You can install the required package with
install.pacakges(c("splines","splines2","glmnet","MASS","igraph","matrixStats","Jmisc"))
In addition, users need to install the "Rmosek" package manually. The instructions for installation are available at Installation of MOSEK Rmosek package.
"Estimate_Functions.R" and "Inference_Functions.R" contain necessary R functions for initial Lasso estimators, bias-correction estimators and a uniform confidence band for the marginal effect function.
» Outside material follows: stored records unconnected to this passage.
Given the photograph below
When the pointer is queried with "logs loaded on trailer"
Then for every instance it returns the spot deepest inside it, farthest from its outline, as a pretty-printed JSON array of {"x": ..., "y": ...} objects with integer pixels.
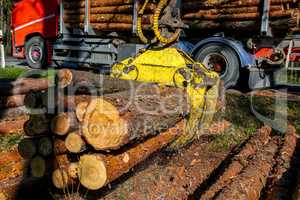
[{"x": 106, "y": 15}]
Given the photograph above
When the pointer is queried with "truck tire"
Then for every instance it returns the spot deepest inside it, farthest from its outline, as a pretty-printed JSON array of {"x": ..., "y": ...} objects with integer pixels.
[
  {"x": 222, "y": 59},
  {"x": 36, "y": 52}
]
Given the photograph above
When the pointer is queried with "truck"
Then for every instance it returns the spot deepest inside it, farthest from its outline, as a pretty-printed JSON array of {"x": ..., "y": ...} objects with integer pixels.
[{"x": 41, "y": 35}]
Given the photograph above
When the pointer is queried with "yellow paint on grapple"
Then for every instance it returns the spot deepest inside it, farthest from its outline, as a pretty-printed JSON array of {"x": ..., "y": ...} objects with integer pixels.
[{"x": 172, "y": 67}]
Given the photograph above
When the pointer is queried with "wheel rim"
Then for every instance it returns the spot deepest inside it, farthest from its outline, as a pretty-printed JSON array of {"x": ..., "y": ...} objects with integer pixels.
[
  {"x": 216, "y": 62},
  {"x": 35, "y": 53}
]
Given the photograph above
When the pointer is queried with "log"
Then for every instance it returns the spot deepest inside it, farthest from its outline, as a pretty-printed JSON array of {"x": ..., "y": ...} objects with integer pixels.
[
  {"x": 12, "y": 126},
  {"x": 279, "y": 179},
  {"x": 234, "y": 4},
  {"x": 96, "y": 82},
  {"x": 80, "y": 110},
  {"x": 255, "y": 143},
  {"x": 239, "y": 16},
  {"x": 97, "y": 170},
  {"x": 12, "y": 113},
  {"x": 27, "y": 148},
  {"x": 45, "y": 146},
  {"x": 59, "y": 146},
  {"x": 106, "y": 18},
  {"x": 11, "y": 101},
  {"x": 81, "y": 4},
  {"x": 119, "y": 118},
  {"x": 281, "y": 24},
  {"x": 23, "y": 86},
  {"x": 247, "y": 9},
  {"x": 108, "y": 26},
  {"x": 74, "y": 143},
  {"x": 38, "y": 167},
  {"x": 102, "y": 10},
  {"x": 251, "y": 181},
  {"x": 36, "y": 125},
  {"x": 13, "y": 165},
  {"x": 64, "y": 123}
]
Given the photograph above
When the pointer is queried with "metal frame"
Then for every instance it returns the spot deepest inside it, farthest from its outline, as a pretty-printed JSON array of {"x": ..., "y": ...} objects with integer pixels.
[
  {"x": 135, "y": 16},
  {"x": 265, "y": 28}
]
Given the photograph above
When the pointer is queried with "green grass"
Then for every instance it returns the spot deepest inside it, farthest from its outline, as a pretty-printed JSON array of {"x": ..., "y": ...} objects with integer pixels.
[{"x": 14, "y": 73}]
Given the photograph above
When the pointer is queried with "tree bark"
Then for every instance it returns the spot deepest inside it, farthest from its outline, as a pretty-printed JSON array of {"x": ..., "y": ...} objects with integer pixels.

"example.R" provides an example that is shown below.
This is a basic example that shows you how to use the Q test.
rm(list = ls())
source("Estimate_Functions.R")
source("Inference_Functions.R")
### Setup:
# D is a scalar endogenous treatment. Z includes a fixed number (usually 1) of instruments. X includes high-dimensional covariates.
## Y = g(D) + X\theta + u,
## D = \sum_{\ell} \psi_{\ell}(Z_\ell) + X\phi + v
## Target: Uniform inference for the marginal effect function g'(.)
set.seed(2024)
n = 1000
px = 150
pz = 1
sx = 10 # sparsity index for \theta and \phi
# Define coefficients and functions
phi = c( rep(c(1,-1),sx/2),rep(0,px-sx))
theta = c(rep(1,sx),rep(0,px-sx))
psi.fun <- function(Z, normalization = FALSE, base = NULL){
if (normalization){
if (is.null(base)){
base = Z
}
Z = normalize(Z, base = base)
}
return( 4 * ( 2 * Z - 1)^2)
}
g.fun <- function(D, normalization = FALSE, base = NULL){
if (normalization){
if (is.null(base)){
base = D
}
D = normalize(D, base = base)
}
return( 0.05 * (D-1)^3 )
}
g.deriv <- function(D,normalization = FALSE, base = NULL){
range = 1
if (normalization){
if (is.null(base)){
base = D
}
D = normalize(D, base = base)
range = max(base) - min(base)
}
return( 0.15 * (D-1)^2 )
}
## control function: E(u|v) = q(v)
q.fun = function(v, normalization = FALSE, base = NULL){
if (normalization){
if (is.null(base)){
base = v
}
v = normalize(v, base = base)
}
return( v^2 - 1 )
}
### Generate data
Unif <- matrix(runif(n*(px+pz+1)), nrow = n)
UU = Unif[,px+pz+1]
X = ((Unif[,1:px] + 0.3 * UU) / 1.3 - 0.5 )
Z = (Unif[,-c(1:px,px+pz+1)] + 0.3 * UU) / 1.3
v = sqrt(12) * (runif(n) - 0.5)
D = psi.fun(Z) + X %*% phi + v
u = q.fun(v) + rnorm(n, sd = 1)
Y = g.fun(D) + X %*% theta + u
## grid points
d.seq = seq(-1,3,4/999)
## Uniform inference
out <- Inference.gfun(Y,D,Z,X,d.seq = d.seq, sig.level = 0.05)
# Save the results
True.val <- g.deriv(d.seq)
Initial.estimate <- out$gderiv.init
Debiased.estimate <- out$gderiv.est
Lower.confband <- out$gderiv.est - out$H.quantile*out$gderiv.sd
Upper.confband <- out$gderiv.est + out$H.quantile*out$gderiv.sd
Plot the results
## Plot the results
g.deriv.plot.dta = cbind(True.val,
Initial.estimate,
Debiased.estimate,
Lower.confband,
Upper.confband)
png(file = "Example.png")
matplot(d.seq, g.deriv.plot.dta[,1:3], ylab = "g'(D)", xlab = "D",
type = "l",
col = c("black","red","blue","blue","blue"),
ylim = c(-0.5,1.2))
matlines(d.seq, g.deriv.plot.dta[, 1:3], type = "l", col = c("black","red","blue"),
lwd = 2,
lty = 1)
matlines(d.seq, g.deriv.plot.dta[, 4:5], type = "l", col = "blue",
lwd = 2,
lty = 2)
legend("bottomright",legend = c("True","Initial","Debiased","95% CB"),
col = c("black","red","blue","blue"),
lty = c(1,1,1,2,2), lwd = 2)
dev.off()